Quand il était petit, dit-il, il était toujours fourré avec les lutteurs. Moi j'espérais. Et le vieux aussi. Mais c'était un garçon qui lisait. Toujours la tête à fermenter....Il n'était pas fait pour la vie que nous menons.
- Si tu t'étais tiré, demanda Kid, qu'est ce que tu allais bricoler à Paris ?
- Je sais pas
- Tu voulais retourner dans ton usine de verres ?
- Sûrement pas. N'importe quoi, mais pas cette vacherie-là !
Il entendit à peine Kid murmurer : - Bien sûr, n'importe quoi…

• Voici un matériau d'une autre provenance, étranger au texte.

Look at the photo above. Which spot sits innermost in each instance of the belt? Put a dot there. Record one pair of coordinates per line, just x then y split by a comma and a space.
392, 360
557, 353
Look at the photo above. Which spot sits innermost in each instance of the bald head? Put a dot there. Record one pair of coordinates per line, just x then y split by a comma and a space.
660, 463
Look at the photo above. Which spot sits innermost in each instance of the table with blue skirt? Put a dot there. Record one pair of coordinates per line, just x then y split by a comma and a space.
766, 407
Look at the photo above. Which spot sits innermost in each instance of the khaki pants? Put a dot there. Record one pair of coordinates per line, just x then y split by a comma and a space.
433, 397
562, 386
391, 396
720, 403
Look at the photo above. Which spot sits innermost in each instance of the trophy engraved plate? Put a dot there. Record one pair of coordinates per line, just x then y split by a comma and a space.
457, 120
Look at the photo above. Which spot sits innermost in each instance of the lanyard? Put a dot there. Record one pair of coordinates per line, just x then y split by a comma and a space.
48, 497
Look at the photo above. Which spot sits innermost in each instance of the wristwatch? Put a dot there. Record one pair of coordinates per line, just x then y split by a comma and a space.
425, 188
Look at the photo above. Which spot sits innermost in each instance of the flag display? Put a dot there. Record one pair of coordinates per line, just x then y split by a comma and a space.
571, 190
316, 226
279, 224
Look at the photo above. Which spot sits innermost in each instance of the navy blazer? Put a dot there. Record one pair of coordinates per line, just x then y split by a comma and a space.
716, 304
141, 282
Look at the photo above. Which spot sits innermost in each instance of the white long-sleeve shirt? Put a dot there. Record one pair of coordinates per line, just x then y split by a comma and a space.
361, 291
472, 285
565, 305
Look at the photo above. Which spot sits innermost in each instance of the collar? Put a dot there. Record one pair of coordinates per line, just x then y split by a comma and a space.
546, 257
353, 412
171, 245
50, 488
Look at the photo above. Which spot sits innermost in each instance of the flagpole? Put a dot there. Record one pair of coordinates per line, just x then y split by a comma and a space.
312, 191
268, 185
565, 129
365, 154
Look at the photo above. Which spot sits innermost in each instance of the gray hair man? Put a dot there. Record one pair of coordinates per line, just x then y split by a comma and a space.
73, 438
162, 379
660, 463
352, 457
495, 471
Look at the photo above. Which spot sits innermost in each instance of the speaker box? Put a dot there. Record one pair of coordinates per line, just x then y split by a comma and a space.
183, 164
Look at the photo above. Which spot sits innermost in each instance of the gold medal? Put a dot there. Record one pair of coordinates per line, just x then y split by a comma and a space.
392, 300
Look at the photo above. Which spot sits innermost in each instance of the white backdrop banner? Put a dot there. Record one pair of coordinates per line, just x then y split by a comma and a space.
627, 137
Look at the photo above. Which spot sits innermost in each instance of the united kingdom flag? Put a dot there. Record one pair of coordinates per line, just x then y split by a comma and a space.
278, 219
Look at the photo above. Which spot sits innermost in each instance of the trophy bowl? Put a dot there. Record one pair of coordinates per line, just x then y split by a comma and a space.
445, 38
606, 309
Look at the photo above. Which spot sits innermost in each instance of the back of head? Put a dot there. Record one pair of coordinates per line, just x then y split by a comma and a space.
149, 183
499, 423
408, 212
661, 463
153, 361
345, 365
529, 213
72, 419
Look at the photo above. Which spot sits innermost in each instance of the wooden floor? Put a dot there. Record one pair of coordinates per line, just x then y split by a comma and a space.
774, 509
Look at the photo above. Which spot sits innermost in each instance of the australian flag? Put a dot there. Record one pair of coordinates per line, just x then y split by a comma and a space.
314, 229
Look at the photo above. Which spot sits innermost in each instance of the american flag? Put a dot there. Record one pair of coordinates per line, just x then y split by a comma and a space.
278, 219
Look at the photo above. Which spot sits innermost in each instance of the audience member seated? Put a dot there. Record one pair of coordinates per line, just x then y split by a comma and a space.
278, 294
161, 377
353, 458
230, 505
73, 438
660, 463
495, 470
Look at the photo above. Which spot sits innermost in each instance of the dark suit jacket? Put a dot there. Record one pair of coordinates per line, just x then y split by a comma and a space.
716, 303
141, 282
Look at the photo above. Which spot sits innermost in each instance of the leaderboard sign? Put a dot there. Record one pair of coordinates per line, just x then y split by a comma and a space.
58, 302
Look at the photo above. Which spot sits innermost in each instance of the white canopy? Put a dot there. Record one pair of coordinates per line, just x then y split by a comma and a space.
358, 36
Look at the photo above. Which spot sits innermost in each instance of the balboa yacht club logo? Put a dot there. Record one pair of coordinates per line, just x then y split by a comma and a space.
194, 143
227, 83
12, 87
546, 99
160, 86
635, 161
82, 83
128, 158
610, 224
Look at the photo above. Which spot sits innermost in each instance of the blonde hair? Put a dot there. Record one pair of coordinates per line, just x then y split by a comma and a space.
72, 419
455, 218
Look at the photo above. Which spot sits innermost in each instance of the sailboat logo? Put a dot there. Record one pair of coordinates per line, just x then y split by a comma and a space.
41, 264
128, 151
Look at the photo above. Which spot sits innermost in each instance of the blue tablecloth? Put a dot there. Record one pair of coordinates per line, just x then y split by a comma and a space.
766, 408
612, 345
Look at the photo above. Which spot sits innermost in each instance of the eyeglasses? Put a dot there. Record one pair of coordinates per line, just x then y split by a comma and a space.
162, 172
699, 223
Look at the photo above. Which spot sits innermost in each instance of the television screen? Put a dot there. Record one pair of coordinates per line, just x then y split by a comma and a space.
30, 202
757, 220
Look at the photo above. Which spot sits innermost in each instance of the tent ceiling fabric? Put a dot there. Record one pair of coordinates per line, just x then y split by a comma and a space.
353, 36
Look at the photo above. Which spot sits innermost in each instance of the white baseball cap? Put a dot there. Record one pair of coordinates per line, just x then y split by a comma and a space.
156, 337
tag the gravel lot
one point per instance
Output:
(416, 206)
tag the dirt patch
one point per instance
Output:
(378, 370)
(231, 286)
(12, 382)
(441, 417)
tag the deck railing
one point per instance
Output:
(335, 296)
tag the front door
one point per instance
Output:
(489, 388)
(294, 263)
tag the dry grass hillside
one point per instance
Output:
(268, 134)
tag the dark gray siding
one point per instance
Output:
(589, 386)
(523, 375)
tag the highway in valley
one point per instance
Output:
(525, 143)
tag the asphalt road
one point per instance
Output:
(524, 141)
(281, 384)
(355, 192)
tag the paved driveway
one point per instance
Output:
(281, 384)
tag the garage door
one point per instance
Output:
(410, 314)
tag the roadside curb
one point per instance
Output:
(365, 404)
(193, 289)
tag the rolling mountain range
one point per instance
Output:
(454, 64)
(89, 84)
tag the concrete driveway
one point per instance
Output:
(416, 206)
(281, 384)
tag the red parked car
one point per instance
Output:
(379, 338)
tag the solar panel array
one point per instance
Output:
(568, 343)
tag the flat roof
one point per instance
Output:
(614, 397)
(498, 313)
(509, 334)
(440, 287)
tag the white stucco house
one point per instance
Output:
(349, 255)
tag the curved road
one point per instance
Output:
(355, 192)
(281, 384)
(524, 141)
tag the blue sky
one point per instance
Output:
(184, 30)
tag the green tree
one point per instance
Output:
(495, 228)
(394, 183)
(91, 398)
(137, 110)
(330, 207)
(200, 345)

Usine. Ce seul mot avait suffi pour que tout un monde se mette à vivre. Un monde triste et dur. Un monde monotone. Un monde où le gris de l'émeri se mêlait à la rouille de cette poudre à polir qui vous collait à la peau et imprégnait les vêtements. Pierre revoyait les visages, gris et rouillés comme toute l'usine, se pencher vers les machines. Des bras répéter toujours et toujours le même geste, à la même cadence strictement minutée. Des dos voûtés à force d'être courbés vers les bacs de lavage où les mains devenaient molles et tendres avant d'être déformées par le rhumatisme. Le passage horaire des contremaîtres vérifiant les galbes, comptant les blocs.